Why You Can’t Dismiss Nokia’s 41-Megapixel Phone

My first reaction upon hearing about Nokia’s 41-megapixel 808 Pureview was that it was an absurdity, a perfect example of the very worst of consumer electronics, and a total miss. But the more I read, the better I understood that this phone isn’t just some freak of nature with a ridiculously high number attached to it. It’s just the slightly awkward first steps of a serious move by Nokia to differentiate itself.

If you’ve only skimmed the news, there are some things you should probably know about this strange beast of a camera.

First, the 41 megapixel figure is really misrepresentative, not to say untrue. It doesn’t take 41-megapixel photos in any way, shape, or form. Even in the special high-res creative mode, it “only” produces 38 megapixels. Mostly it will be taking normal-size shots, between 3 and 8 megapixels. So what the hell does this 41 megapixel figure even mean?

It means Nokia is being smart about the way cameras at this size actually work. I wrote a while back about how HD does not always mean high definition, and cameraphones were an excellent example of this. Their tiny sensors and bad lenses meant that while they may produce pictures of a certain size, the quality was sorely lacking. This was because they insisted on wringing every possible pixel out of an incredibly small sensor.

The 808’s sensor (supposedly manufactured by Toshiba) is not small. At 1/1.2″, it’s four or five times the size of most cameraphone sensors, including the one in the iPhone 4S. Bigger in fact than the sensors in most point-and-shoots. Now, when you make your sensor bigger, you can either keep the same resolution but have bigger wells or photosites (which detect light and make up pixels), which usually improves sensitivity. Or you can keep the same photosite size and just put more of them on the sensor, which improves resolution. In this case Nokia has done the second thing.

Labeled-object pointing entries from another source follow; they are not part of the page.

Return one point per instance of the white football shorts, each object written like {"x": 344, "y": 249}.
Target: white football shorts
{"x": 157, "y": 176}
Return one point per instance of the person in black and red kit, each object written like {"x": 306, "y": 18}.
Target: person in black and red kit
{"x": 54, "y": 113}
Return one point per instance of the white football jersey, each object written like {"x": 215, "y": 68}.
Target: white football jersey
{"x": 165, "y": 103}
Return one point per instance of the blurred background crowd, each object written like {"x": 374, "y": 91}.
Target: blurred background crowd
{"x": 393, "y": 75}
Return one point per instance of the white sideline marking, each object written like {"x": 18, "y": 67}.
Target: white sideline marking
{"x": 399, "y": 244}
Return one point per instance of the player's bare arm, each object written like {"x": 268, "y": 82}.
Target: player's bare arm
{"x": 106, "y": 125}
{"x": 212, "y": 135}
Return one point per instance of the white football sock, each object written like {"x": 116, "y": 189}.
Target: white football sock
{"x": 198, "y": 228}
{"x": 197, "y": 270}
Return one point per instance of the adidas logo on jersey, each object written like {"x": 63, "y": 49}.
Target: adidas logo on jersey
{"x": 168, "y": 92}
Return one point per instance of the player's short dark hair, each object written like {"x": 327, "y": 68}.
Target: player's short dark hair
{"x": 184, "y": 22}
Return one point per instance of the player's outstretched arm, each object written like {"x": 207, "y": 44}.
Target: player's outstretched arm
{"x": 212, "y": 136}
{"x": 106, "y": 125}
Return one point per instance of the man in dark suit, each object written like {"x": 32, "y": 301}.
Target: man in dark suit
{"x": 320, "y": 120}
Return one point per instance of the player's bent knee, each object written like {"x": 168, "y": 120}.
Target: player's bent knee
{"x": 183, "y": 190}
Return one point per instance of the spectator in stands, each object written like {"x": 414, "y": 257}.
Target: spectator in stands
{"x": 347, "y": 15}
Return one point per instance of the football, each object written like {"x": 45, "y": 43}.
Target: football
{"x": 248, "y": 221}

But they’ve done it almost to an absurd amount, and they know that their lens, good as it is (and fairly fast — F/2.4 is solid, though there’s lots of distortion right now), can’t really resolve detail well enough that 41 megapixels would be necessary. Even on full-frame cameras that many pixels is questionable.

So instead of just bumping this one spec and expecting it to sell itself, they built a whole photo system around the idea. The 808 camera doesn’t take 41-megapixel photos; it collects 41 megapixels of data and uses all that data to create a very nice photo of a much smaller size. Imagine a photo around 8000×5000 pixels that isn’t particularly sharp; now shrink it down to something significantly smaller — maybe around 3000×2500 pixels (~8MP), just as an estimate. You do it intelligently, sharpening and de-aliasing and doing noise removal.

Here’s a rough estimate of the sizes (DPReview lists more specs):

They’re using 41 megapixels of raw material to give you 8 megapixels of product. And that 8 megapixel product is going to be significantly better than a “real” 8-megapixel image captured by a sensor a quarter the size of your pinky fingernail. Their camera really is better.

Of course, this comes with the standard caveat that independent testing must be done and what really matters is how it performs in everyday situations like dimly lit kitchens, restaurants, and out of the windows of cars. We’ll try it out ourselves, and will be sure to let you know if any more photographically-inclined authorities find out anything interesting.

The other shoe

And then there’s the handset itself. It’s chunky, it’s a weird shape, the camera sticks out the back. And it runs Symbian. Symbian! Why would Nokia do such a thing?

Because this project has been going on for five years, and five years ago the idea that Nokia and Symbian would be fighting for dear life wouldn’t quite have been believed. Nokia was still king of the world, iOS was just being born, and everyone was looking forward to Limo instead of Android.

They’re running it on Symbian because it was designed for Symbian, and it was too late to port the software and adapt the hardware to Windows Phone 7, which came along at the 11th hour, and at any rate the design spec for their Lumia phones would never have admitted a lens bump like the 808’s.

But they’re promising to bring the whole package to WP7 — which means Microsoft just got five years of Nokia R&D for free. It also means that if these guys play their cards right (a big “if”), WP7 could be the de facto gold standard for mobile photography in a year or two. When you consider how point and shoots are giving way to camera phones, and WP7 is aiming at the exact population that loves point and shoots, the pieces start looking very complementary indeed.

Nobody will buy the 808. It’s an evolutionary dead end. But the camera is a desirable trait that will be introduced to the Nokia-Microsoft hybrid soon — if either of these companies has any sense. Again, that’s a big if.

But this camera has restored some of my faith in Nokia and in mobile photography, something I truly didn’t expect to happen any time soon, and not by them of all.